Dr Sarah Pearson
Along the way she was head of Open Innovation at Cadbury, a consultant for high tech companies at Mckinsey &Co, and set up the Canberra Innovation Network before being hand picked to wear two important hats within Australia's Department of Foreign Affairs and Trade (DFAT). In 2015, Dr Pearson was part of an International Reference Group that helped establish DFAT'S innovationxchange program after then-foreign Minister, Julie Bishop, decided she wanted to inject innovation into Australia's aid program. In 2018, she was asked to formally join DFAT to take the reins of the program and to fill the dual roles of Chief Innovation Officer and the department's Chief Scientist. AQ chats to one of the country's leading innovation experts on the growing importance of science and technology to the Australian government's diplomatic arm and how they can be used for aid, relationship building and to achieve Agenda 2030.
Some people might wonder what a particle physicist is doing in Foreign Affairs. Why is Science, Technology and Innovation (STI) of interest to the diplomatic arm of the government?
From a foreign policy perspective STI is a value proposition that we can utilise for partnerships with other countries. We can use STI as door openers, to be able to say to people overseas: “Yes, we have a modern, creative, innovationbased economy”. That helps build trust which you can then build on to open doors for other conversations.
This is, in essence, science diplomacy - how can we tell the story of the great science, technology and innovation that we have in Australia. This, again, builds trust, builds credibility and changes people's view of Australia. I think at the moment there are a number of countries that think we are just a source of resources and great beaches.
But actually we have an innovative economy and world-class research that we need to be telling people more about.
What role do you play in this at DFAT?
I have both the Chief Innovation Officer and Chief Scientist hats, as an expert rather than a traditional public servant, and as such I provide a voice for, and connectivity to, science and innovation in DFAT. For me, that's very much the optimistic perspective, leading on the opportunity perspective around science and innovation.
For the countries we engage with, the big piece of work I particularly enjoy is helping countries in the Indo-pacific to build Sti-based economies for social
If 75% of future high-growth jobs need STEM and 65% of those jobs don’t even exist yet, women are going to miss out on both those fronts if we don’t ensure they have access to opportunities now.
and economic impact. For example, at DFAT'S innovationxchange, we run a program called Scaling Frontier Innovation, where we're helping to build the social entrepreneurship infrastructure across the Indo-pacific.
The program builds the capability of 31 accelerators in 19 countries across the Indo-pacific. We have connected them with global best practice and tailored specific programs for each one to help build them into world-class accelerators.
You helped establish DFAT’S innovationxchange and now you oversee it directly, what has this programme achieved?
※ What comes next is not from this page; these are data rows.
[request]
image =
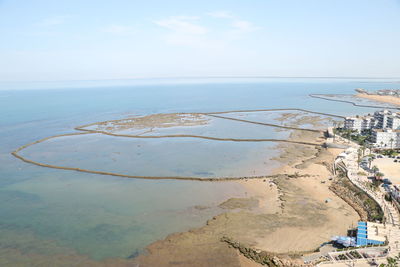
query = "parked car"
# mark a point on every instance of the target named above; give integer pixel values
(386, 181)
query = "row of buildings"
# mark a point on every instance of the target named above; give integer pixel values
(384, 126)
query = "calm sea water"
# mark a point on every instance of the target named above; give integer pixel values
(48, 211)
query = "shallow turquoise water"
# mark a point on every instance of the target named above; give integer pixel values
(103, 216)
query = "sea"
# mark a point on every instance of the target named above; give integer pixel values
(46, 211)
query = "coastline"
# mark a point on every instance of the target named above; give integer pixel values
(381, 98)
(295, 213)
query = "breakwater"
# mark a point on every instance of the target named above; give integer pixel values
(84, 131)
(351, 102)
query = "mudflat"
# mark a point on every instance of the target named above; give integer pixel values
(288, 215)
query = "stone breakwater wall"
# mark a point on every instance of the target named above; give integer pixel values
(263, 257)
(84, 131)
(366, 207)
(351, 102)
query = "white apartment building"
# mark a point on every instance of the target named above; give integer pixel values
(385, 126)
(386, 138)
(381, 118)
(393, 122)
(359, 123)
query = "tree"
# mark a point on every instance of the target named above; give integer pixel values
(370, 162)
(359, 157)
(375, 169)
(379, 175)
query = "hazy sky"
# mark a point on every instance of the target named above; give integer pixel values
(96, 39)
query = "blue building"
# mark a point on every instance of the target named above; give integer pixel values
(370, 234)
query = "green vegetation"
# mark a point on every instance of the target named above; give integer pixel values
(358, 199)
(353, 135)
(389, 152)
(391, 262)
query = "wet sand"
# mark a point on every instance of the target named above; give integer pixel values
(389, 168)
(295, 213)
(381, 98)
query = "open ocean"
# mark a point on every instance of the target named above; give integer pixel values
(47, 211)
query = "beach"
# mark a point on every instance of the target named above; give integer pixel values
(381, 98)
(294, 213)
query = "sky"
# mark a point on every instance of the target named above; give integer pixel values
(47, 40)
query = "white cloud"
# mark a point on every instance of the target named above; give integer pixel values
(52, 21)
(119, 29)
(186, 30)
(243, 26)
(221, 14)
(182, 25)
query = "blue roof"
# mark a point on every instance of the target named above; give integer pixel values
(362, 236)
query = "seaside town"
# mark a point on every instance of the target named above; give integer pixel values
(371, 163)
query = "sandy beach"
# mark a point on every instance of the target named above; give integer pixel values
(389, 168)
(294, 212)
(381, 98)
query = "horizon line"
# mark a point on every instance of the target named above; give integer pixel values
(207, 77)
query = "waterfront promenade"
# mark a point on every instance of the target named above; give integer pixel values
(391, 214)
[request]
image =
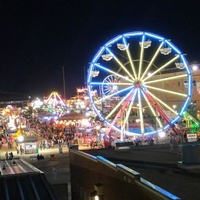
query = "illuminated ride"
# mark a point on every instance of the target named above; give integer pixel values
(136, 74)
(55, 104)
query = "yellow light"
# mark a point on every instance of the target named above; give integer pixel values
(20, 138)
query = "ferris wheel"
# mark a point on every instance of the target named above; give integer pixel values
(142, 81)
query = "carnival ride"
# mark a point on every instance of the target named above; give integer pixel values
(55, 104)
(138, 75)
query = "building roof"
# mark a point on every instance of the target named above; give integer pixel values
(20, 180)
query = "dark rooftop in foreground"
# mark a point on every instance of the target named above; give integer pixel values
(20, 180)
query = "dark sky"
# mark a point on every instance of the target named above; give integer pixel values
(38, 38)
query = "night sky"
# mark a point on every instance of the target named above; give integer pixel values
(38, 38)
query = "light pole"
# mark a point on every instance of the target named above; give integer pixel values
(64, 94)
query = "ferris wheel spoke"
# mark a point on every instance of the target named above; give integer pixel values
(130, 57)
(166, 79)
(152, 110)
(163, 103)
(141, 57)
(114, 109)
(129, 108)
(120, 64)
(112, 72)
(162, 67)
(114, 94)
(140, 113)
(166, 91)
(152, 60)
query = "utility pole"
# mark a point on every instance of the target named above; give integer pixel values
(64, 94)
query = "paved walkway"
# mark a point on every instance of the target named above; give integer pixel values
(155, 163)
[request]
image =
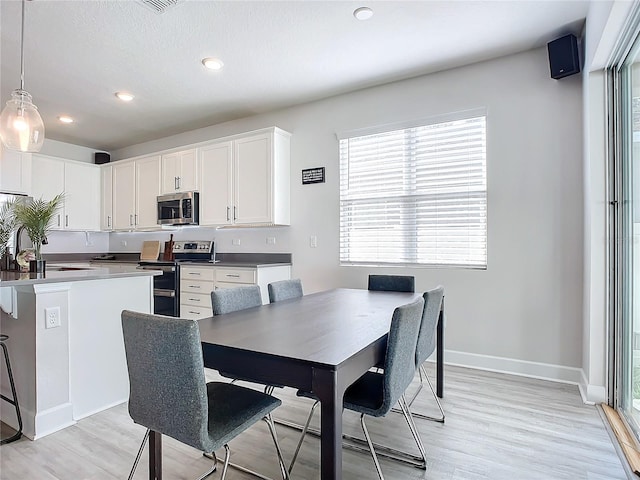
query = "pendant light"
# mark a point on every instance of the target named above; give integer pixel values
(21, 126)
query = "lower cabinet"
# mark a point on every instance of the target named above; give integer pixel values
(198, 281)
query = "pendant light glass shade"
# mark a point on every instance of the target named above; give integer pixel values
(21, 126)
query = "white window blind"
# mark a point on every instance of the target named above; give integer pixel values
(415, 196)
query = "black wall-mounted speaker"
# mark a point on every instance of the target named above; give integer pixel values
(564, 58)
(101, 157)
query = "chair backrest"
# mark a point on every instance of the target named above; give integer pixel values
(399, 364)
(427, 336)
(227, 300)
(284, 290)
(167, 387)
(392, 283)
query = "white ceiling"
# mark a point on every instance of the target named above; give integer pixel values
(78, 53)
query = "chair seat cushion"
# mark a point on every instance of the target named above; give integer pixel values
(232, 409)
(365, 395)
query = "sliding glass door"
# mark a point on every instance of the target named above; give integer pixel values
(626, 184)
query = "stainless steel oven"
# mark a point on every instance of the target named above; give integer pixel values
(166, 287)
(178, 208)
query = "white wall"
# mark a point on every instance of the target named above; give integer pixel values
(524, 313)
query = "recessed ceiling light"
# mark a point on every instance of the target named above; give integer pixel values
(212, 63)
(363, 13)
(124, 96)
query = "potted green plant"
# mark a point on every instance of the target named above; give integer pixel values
(8, 224)
(37, 219)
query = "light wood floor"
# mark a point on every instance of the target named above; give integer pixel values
(498, 427)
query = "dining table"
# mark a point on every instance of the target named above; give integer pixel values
(319, 343)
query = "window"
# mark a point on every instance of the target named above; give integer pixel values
(415, 195)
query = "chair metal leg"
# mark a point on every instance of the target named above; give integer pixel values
(272, 428)
(304, 432)
(14, 394)
(135, 463)
(412, 427)
(423, 375)
(371, 449)
(283, 470)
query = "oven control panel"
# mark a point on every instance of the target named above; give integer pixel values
(199, 246)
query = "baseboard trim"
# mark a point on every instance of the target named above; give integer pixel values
(543, 371)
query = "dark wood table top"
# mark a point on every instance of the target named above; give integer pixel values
(324, 329)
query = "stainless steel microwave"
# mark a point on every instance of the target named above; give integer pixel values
(178, 208)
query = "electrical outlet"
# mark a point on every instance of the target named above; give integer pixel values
(52, 317)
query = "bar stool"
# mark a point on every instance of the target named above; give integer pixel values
(13, 401)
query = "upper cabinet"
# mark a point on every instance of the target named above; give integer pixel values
(15, 171)
(137, 183)
(106, 207)
(80, 183)
(179, 171)
(246, 180)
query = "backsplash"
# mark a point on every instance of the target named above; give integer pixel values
(237, 240)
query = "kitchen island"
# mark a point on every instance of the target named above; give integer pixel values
(66, 347)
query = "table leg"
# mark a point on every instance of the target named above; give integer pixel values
(155, 455)
(325, 386)
(440, 352)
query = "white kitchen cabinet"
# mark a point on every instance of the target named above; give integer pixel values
(216, 200)
(180, 171)
(246, 180)
(124, 201)
(15, 171)
(137, 183)
(198, 281)
(147, 191)
(80, 183)
(106, 207)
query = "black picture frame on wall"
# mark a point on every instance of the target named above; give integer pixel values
(312, 175)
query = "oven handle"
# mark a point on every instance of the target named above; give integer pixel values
(157, 267)
(159, 292)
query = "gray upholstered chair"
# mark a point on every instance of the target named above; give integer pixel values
(374, 393)
(427, 344)
(392, 283)
(285, 290)
(169, 394)
(227, 300)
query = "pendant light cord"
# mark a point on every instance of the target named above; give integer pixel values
(22, 49)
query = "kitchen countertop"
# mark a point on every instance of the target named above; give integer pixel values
(66, 273)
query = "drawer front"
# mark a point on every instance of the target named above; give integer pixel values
(235, 275)
(187, 273)
(196, 299)
(194, 313)
(195, 286)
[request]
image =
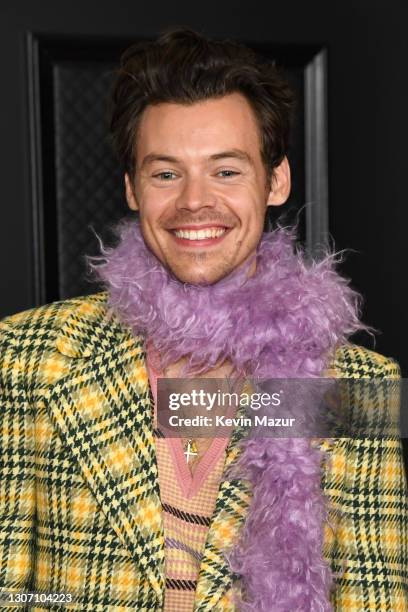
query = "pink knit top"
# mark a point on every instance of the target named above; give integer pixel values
(188, 503)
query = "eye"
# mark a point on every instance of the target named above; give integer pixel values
(227, 173)
(167, 175)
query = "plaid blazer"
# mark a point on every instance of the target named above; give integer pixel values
(80, 507)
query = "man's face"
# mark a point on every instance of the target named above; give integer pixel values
(201, 186)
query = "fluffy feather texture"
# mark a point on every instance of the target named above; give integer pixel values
(284, 321)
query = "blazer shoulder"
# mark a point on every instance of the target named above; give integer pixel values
(354, 361)
(34, 331)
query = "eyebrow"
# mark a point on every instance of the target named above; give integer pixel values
(232, 153)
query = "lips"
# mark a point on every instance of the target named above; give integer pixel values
(199, 235)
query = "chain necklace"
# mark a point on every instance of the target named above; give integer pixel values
(190, 449)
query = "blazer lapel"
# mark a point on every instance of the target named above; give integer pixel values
(102, 410)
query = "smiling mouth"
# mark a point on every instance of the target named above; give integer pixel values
(208, 233)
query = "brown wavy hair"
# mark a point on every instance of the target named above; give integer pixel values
(184, 67)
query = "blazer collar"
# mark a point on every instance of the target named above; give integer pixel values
(103, 410)
(91, 328)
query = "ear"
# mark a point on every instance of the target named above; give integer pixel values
(130, 194)
(280, 184)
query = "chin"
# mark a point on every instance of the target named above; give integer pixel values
(202, 278)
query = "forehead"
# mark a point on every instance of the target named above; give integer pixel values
(200, 128)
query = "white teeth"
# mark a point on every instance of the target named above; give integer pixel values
(200, 234)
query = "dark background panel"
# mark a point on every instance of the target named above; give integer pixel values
(77, 185)
(367, 127)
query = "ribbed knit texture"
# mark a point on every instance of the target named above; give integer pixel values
(188, 504)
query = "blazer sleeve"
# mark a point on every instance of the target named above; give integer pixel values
(17, 473)
(371, 552)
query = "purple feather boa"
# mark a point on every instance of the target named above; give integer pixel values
(284, 321)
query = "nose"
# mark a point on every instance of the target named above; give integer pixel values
(195, 195)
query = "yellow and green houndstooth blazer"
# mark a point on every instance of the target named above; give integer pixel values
(80, 508)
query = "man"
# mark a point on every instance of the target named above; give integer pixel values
(96, 507)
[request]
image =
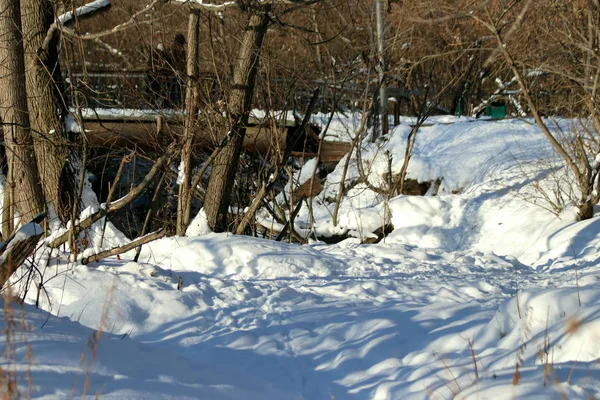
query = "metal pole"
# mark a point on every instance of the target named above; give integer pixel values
(379, 7)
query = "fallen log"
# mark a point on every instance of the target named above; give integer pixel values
(18, 247)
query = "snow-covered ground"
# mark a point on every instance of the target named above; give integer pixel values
(479, 295)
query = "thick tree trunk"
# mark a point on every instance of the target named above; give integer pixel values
(46, 108)
(191, 105)
(218, 193)
(27, 193)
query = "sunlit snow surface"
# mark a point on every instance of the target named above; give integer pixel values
(465, 288)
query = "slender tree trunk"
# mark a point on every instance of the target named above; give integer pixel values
(27, 193)
(218, 194)
(191, 104)
(47, 109)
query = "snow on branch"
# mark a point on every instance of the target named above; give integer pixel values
(83, 10)
(211, 6)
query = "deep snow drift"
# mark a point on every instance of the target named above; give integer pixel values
(479, 294)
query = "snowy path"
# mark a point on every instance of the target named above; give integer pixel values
(382, 321)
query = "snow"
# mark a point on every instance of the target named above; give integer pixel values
(85, 9)
(479, 294)
(199, 225)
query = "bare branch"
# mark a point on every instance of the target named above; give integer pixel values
(129, 246)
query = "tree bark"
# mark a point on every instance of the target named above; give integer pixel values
(184, 201)
(47, 109)
(218, 193)
(20, 154)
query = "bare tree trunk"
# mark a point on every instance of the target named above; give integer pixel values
(13, 114)
(46, 107)
(184, 201)
(218, 193)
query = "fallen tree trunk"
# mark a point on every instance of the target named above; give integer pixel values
(107, 209)
(18, 247)
(129, 246)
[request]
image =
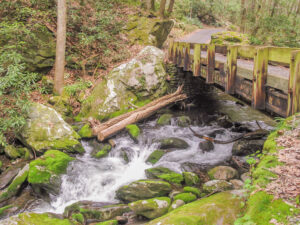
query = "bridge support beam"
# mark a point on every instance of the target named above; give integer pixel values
(294, 84)
(260, 72)
(232, 53)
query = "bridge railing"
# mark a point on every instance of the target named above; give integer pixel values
(268, 77)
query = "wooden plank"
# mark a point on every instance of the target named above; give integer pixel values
(231, 70)
(187, 52)
(197, 60)
(260, 73)
(210, 64)
(294, 84)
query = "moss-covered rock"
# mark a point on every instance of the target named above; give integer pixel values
(45, 129)
(133, 130)
(101, 152)
(193, 190)
(95, 210)
(44, 172)
(14, 187)
(186, 197)
(222, 173)
(184, 121)
(29, 218)
(151, 208)
(216, 186)
(143, 189)
(190, 178)
(164, 119)
(221, 208)
(173, 143)
(164, 174)
(148, 31)
(86, 131)
(144, 77)
(155, 156)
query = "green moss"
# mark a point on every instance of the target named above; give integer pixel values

Since 2015, the innovationxchange has run 11 global challenges using an open innovation approach, and we've accessed 3000 ideas, investing in just over 140 of those ideas, which are having an impact in 56 countries. We find entrepreneurs around the world who can solve social challenges and we help and empower them to build social solutions using a commercial model.
We've also invested in the Global Innovation Fund, which is a $200 million impact-first venture capital fund, and a partnership between us, the US, the UK, Canada, Sweden and the Omidyar network.
And for every dollar we've invested, the start-ups have crowded in an additional 4.3 dollars of investment. There's not enough money around to reach the Sustainable Development Goals (SDGS) so by leveraging other people's resources from a wide range of sectors, we are giving ourselves a greater chance of achieving Agenda 2030.
Do you have any projects of your own that you’re keen to implement in the role?
The Scaling Frontier Innovation program is somewhat of a legacy piece for me. I suggested it when I was a member of Julie Bishop's International Reference Group and the team here took it up.
But I'd really like to talk about gender. For instance, in the work we do around the Scaling Frontier Innovation program, we have ensured a gender lens is used on all of the programs we deliver. We're acutely aware that not only are women under-represented in science, they are also under-represented in entrepreneurship.
If 75% of future high-growth jobs need STEM and 65% of those jobs don't even exist yet, women are going to miss out on both those fronts if we don't ensure they have access to opportunities now.
But domestically, we're pretty excited in Australia because we have a Chief Scientist in CSIRO who's a woman, the Department of Industry has a female Minister, in Defence we have a female Minister and a female Chief Scientist, and here in DFAT we have a female Chief Scientist and a female Minister.
There's been a lot of work done to encourage women into science but the role model piece is really important. It's important to show that, yes, you can be in leadership in science and be a woman, and actually be a woman.